Schloss Köpenick (Köpenick Palace) is a Baroque water palace of the Hohenzollern electors of Brandenburg which stands on an island in the Dahme River surrounded by an English-style park and gives its name to Köpenick, a district of Berlin.

The castle was originally built on the foundations of a Slavic castle (6th century) in 1558 as a hunting lodge by order of Elector Joachim II Hector of Brandenburg. The building in a Renaissance style was located on the river island at the site of the former medieval fort. Joachim II died here in 1571. In 1631 it served as the headquarters of King Gustavus Adolphus of Sweden, where he - without results - asked his brother-in-law Elector George William for assistance in the Thirty Years' War.

Frederick I of Prussia had the lodge rebuilt and enlarged from 1677 and lived here together with his first wife Elizabeth Henrietta of Hesse-Kassel. In 1730 Frederick II of Prussia, then Crown Prince, and his friend Hans Hermann von Katte faced the court-martial for desertion at Schloss Köpenick. Today the castle surrounded by a small park serves as the Museum of Decorative Arts, run by the Prussian Cultural Heritage Foundation as part of the Berlin State Museums.

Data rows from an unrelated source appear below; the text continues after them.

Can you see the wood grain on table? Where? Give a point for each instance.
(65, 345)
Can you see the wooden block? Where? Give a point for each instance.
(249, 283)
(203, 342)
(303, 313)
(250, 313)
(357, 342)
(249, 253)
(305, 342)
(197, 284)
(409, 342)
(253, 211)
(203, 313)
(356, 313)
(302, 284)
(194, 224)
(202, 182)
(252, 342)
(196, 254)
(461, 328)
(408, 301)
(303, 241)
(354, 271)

Since 1963, Köpenick Palace has been used by the Kunstgewerbemuseum as an exhibition space. Being renovated in 2004, the palace accommodates museum of arts with the permanent exhibition "RoomArt", featuring the decorative arts of the Renaissance, Baroque and Rococo periods. The museum also presents the outstanding masterworks in interior design from the 16th to 18th centuries.